In looking at the below temperature field, you can see that there are many values that do not line up exactly with the lines you need to draw. Many values lie in between contours, such as 4°C and 16°C. You will need to interpolate data, meaning you will have to infer where a datapoint is based on the data around it. Starting from the upper left corner, imagine that you are going to draw your 5°C isotherm. Five lies much closer to 4 than 16, so you will start your isotherm close to the 4. 5°C will also lie in between 3 and 15 °C, but slightly farther away from the 3 value, so you will slope your isotherm down slightly. Five degrees centigrade will also lie in between 2 and 7 °C, so you will continue your isotherm to the right. However, it will slope down even further, because 5 lies closer to 7 than to 2. Your isotherm will then cross directly through the 5°C data point and slope back upward slightly between the 3 and 6 and directly through the middle between the 4 and 6 and back up through the 5 in the upper right hand corner.

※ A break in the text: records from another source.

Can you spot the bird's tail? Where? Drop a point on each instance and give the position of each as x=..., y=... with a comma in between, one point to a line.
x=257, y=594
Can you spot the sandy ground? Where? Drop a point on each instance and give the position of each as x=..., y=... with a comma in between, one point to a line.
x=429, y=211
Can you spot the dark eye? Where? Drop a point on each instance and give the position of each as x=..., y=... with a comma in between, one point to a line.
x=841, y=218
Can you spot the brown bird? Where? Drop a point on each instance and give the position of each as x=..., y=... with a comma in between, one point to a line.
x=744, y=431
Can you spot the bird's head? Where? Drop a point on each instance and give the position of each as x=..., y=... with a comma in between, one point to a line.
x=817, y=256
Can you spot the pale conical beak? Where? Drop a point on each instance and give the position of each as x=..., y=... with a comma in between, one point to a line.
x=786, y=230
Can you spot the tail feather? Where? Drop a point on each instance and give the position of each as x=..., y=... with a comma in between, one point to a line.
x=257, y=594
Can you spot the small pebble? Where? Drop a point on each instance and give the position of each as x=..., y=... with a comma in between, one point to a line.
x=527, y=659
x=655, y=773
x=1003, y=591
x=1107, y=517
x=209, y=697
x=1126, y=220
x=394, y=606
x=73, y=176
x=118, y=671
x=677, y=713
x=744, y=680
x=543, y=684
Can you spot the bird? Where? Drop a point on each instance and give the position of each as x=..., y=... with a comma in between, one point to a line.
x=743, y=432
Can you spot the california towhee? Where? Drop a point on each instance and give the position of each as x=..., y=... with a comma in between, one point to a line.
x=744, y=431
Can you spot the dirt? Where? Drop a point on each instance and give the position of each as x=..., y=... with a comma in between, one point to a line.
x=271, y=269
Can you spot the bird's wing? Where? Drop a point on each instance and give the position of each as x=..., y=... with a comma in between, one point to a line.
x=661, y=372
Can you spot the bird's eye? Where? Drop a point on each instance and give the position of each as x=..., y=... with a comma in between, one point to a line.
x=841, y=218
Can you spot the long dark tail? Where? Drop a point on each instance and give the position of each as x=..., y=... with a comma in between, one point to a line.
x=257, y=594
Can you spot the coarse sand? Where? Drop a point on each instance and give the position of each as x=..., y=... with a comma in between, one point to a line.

The complete contoured example of this temperature field is given below. The atmosphere is a continuous fluid, so any fields that you are contouring (pressure, temperature) will never have values that jump or suddenly end. Contours will either be closed (both ends will connect) or they will extend to the edge of the map. They will never cross or end suddenly. If two contours were to cross, it would mean that one place has two different air temperatures at one time, which is impossible. Areas where isotherms are close together indicate a strong temperature gradient, which may be indicative of a frontal zone.
Pressure fields are analyzed by drawing isobars, or lines of constant air pressure. The surface mean sea level pressure is analyzed in much the same way as the isotherms above. However, the conventions are different. Typically, pressure is analyzed every 4 mb and centered on 1000 mb. Isobars are typically drawn as solid black lines. The mean sea level pressure field is analyzed in order to identify areas of high and low pressure, as shown in the figure below. Areas where isobars are drawn close together indicate places where the pressure gradient force is strong. A stronger pressure gradient force is indicative of stronger wind speeds. As you will learn later, winds tend to flow counterclockwise around areas of lower pressure, and clockwise around areas of high pressure in the Northern Hemisphere.
Because weather information is shared across continents and across country borders, it is important to maintain standards such that everyone effectively speaks the same language. Weather is one of the greatest international collaborations ever. If it weren’t for China and Russia sharing their weather information with the US, our long range forecasts would be more inaccurate because we wouldn’t know the initial conditions of the atmosphere upstream of the North American continent.